23.5 Services Provided Keyweb Pty Limited will establish the Client’s presence on two (2) of the following platforms: a) Facebook, b) Instagram. The Client and Keyweb Pty Limited will decide which platforms to focus on for optimal results. Keyweb Pty Limited will meet the following quotas: a) Two (2) posts per week on each platform (Facebook and Instagram). Any additional services provided will be at the discretion of Keyweb Pty Limited and may incur additional charges if agreed upon by the Client.
23.6 Commitment & Compensation The Client agrees to pay a monthly fee for the management and optimization of their social media presence. The fee will vary based on the chosen package. Payment is due at the beginning of each subscription period and will be accepted via Debit Order unless otherwise agreed. Late payments will incur a R110 fee for the first 48 hours of delinquency, with an additional R50 per day thereafter. Accounts delinquent for 21 days will be forwarded to collections, and services will be suspended until payment is received. Upon receipt of full payment, services will resume. If services are suspended, a prorated fee may apply.
23.7 Account Access & Authorization The Client authorizes Keyweb Pty Limited to manage their social media accounts, including but not limited to posting updates, comments, and responses on their behalf. The Client will provide URLs, usernames, and passwords for all relevant accounts, which Keyweb Pty Limited will hold in confidence and not share or sell under any circumstances.

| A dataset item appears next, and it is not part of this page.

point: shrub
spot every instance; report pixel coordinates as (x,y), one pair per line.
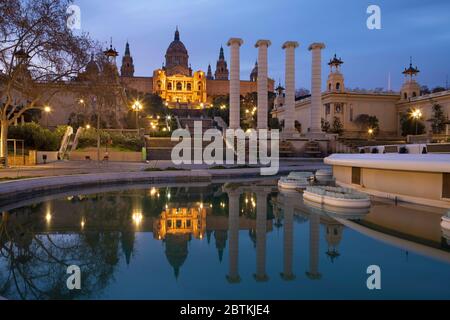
(130,142)
(403,149)
(37,137)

23.8 Rights to Created Content The Client retains all rights to content created by Keyweb Pty Limited during the subscription period. However, the Client may not distribute this content for profit without written consent from Keyweb Pty Limited. Keyweb Pty Limited retains the right to use the content for showcasing their work or for instructional purposes.

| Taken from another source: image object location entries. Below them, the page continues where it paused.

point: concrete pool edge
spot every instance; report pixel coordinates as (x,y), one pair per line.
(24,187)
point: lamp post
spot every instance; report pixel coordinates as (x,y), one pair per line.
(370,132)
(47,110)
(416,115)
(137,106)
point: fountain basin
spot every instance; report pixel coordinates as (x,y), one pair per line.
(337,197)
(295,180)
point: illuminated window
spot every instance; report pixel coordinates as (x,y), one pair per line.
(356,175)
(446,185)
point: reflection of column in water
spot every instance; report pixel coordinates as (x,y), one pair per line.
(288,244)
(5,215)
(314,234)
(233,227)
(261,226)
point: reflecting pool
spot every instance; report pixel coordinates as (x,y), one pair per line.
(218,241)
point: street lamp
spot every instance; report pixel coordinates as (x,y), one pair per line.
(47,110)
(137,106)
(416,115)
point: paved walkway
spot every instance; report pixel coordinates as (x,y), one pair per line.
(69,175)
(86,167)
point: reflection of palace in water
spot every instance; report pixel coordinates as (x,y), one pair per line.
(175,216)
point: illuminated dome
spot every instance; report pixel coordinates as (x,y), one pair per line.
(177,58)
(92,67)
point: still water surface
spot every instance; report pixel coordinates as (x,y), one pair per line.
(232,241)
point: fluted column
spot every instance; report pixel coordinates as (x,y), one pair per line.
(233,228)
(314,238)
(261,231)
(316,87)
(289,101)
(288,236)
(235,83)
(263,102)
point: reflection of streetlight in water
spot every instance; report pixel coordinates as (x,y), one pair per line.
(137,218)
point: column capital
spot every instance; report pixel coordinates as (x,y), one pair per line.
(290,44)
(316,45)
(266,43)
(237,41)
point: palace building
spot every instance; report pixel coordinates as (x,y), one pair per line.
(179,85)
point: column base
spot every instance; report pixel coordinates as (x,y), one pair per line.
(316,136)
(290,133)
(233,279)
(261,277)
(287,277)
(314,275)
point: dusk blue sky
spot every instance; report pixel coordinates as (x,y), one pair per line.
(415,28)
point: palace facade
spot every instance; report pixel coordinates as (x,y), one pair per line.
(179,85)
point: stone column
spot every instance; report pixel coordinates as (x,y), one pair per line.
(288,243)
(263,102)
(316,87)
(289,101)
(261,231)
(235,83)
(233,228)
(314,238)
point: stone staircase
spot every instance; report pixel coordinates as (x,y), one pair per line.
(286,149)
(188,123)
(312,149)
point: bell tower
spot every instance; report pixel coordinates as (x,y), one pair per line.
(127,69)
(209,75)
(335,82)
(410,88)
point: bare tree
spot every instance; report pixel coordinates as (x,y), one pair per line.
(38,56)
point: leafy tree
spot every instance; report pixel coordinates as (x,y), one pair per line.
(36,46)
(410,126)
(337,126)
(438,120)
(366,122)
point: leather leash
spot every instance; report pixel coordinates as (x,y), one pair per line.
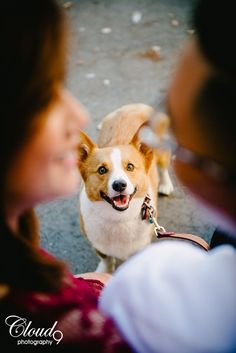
(148,213)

23.9 Access to Client Information Keyweb Pty Limited may request financial and customer information from the Client to assess ROI. All information will be stored securely and will not be shared or sold to third parties.
23.10 Referrals Client satisfaction is crucial to Keyweb Pty Limited. If the Client is not fully satisfied with the services provided, they agree to address their concerns with Keyweb Pty Limited before discussing them with others.
23.11 Liability Waiver The Client acknowledges that building a social media presence can have unforeseen consequences. The Client agrees not to hold Keyweb Pty Limited liable for any reputational damage or other liabilities arising from their actions on the Client’s behalf. If the Client disagrees with any actions taken, they must notify Keyweb Pty Limited in writing. Keyweb Pty Limited will then post a retraction and apology within 24 hours across all affected platforms.
23.12 Guarantees Keyweb Pty Limited does not guarantee specific results from social media management. While we strive for the best possible outcomes, results can vary based on numerous factors beyond our control. Keyweb Pty Limited guarantees to provide prompt and professional service to address any questions or challenges the Client may have.
23.13 Cancellation Policy The Client may terminate the subscription with written notice at any time, but if canceled within the initial 30-day period, the Client is liable for the full 30-day fee. Refunds are not provided for cancellations made within the 30-day period.
Modification of Terms
We reserve the right to amend these Terms at any time. Your continued use of the Services following the posting of changes to the Terms will be taken as your acceptance of the revised Terms.
Governing Law
These Terms shall be governed by and construed in accordance with the laws of the jurisdiction in which Keyweb Pty Ltd is based, without regard to its conflict of law provisions.
Please read these Terms and Conditions (“Terms”, “Terms and Conditions”) carefully before using Keyweb Pty Ltd services.
By using our services, you acknowledge that you have read, understood, and agree to be bound by these Terms and Conditions.